“University researchers may have funds for editing in their department budgets,” write the authors of the academic editing chapter in Editing Canadian English, 3rd ed., Lenore Heitkamp and Christa Bedwin. “Often [they] will maintain relationships with favorite editors for decades. They will also pass along the names of favorite editors to their colleagues. This is a big market, and it is worth developing these client relationships.”
Repeat work is one of the better aspects of academic editing. Not only does the editor grow her client roster, but there’s enormous efficiency in working with the same journal style repeatedly.

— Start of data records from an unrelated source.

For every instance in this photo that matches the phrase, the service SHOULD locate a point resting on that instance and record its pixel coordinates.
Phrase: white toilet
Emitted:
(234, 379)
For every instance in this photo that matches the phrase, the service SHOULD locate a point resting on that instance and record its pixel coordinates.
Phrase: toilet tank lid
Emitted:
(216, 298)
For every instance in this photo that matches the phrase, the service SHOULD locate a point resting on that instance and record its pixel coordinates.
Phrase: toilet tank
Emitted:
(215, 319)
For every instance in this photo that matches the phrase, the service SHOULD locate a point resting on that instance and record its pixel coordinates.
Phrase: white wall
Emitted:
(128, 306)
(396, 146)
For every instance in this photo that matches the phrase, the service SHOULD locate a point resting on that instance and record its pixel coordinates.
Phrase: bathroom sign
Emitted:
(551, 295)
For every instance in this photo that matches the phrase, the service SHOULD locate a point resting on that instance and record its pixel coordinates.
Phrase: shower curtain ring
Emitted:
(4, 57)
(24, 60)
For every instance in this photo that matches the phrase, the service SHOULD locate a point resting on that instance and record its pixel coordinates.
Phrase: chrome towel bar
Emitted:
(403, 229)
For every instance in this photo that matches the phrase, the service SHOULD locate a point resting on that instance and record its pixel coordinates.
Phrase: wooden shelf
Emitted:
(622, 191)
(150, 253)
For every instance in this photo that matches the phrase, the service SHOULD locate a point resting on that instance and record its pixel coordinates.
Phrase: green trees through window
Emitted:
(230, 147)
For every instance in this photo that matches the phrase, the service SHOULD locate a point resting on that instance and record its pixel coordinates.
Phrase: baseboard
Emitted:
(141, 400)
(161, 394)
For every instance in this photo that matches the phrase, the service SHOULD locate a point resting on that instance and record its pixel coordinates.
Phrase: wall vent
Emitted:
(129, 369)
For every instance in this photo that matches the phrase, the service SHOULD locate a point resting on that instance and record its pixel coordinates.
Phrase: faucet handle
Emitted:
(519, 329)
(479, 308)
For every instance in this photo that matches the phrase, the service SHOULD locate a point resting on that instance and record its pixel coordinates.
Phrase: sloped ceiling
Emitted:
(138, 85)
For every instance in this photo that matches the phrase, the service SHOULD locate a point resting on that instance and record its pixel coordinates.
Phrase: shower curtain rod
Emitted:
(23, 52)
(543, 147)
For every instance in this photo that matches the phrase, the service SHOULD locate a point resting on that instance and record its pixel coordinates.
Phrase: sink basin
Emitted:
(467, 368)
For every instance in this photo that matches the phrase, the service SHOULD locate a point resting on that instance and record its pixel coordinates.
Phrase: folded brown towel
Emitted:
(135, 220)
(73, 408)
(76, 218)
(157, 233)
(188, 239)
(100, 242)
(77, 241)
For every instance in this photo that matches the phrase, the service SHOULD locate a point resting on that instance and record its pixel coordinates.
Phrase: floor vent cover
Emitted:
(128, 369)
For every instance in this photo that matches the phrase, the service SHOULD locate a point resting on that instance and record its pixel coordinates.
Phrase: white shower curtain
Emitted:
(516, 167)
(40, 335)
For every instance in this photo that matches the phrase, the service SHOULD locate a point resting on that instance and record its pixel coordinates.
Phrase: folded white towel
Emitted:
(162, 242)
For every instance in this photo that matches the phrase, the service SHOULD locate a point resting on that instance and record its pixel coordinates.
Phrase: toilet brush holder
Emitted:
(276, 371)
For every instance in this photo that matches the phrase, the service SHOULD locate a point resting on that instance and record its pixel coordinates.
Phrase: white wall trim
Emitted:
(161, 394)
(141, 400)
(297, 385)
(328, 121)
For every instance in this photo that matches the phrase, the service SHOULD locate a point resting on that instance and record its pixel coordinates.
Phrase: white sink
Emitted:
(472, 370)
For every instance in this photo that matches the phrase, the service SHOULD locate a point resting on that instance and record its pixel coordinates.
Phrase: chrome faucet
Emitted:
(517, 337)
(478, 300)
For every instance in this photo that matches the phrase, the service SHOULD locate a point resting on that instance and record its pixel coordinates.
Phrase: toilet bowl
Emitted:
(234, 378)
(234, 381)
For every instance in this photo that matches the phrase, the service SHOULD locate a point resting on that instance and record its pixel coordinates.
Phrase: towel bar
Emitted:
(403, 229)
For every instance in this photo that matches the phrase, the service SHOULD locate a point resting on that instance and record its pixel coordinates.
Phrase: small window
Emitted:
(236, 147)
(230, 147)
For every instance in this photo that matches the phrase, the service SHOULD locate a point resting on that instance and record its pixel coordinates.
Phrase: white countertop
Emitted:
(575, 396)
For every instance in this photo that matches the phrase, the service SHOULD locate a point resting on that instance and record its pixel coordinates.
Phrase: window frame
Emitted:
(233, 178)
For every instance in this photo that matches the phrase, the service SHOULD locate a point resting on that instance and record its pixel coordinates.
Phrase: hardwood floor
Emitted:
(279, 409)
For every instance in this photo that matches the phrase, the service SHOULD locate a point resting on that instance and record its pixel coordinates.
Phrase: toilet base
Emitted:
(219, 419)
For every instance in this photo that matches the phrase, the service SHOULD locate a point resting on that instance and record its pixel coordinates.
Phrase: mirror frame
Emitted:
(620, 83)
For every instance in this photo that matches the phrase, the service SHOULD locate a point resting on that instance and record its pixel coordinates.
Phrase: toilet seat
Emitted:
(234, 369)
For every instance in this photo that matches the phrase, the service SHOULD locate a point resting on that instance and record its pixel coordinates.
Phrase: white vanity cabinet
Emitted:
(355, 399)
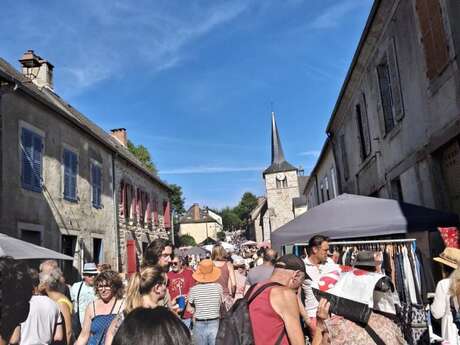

“Always, always follow up with clients to find out how things went after you finished their project. It’s a way of building your image in the client’s mind as someone who gives a damn about the person or company behind the manuscript. Yes, clients want great work from us, but if they realize that we care about outcomes too, they’ll fall all over themselves to work with us again. I do this with every single project, and because of it (and other marketing efforts), I haven’t lacked for work in years,” says Katharine O’Moore-Klopf, one of the most widely-known academic editors in the US.
Get Referrals, Too
Once you edit for an academic client, ask them for referrals. When you return the manuscript, or send a thank you for payment, say: “If you like my work, it would mean a lot to me if you would recommend me to colleagues who could use my services.”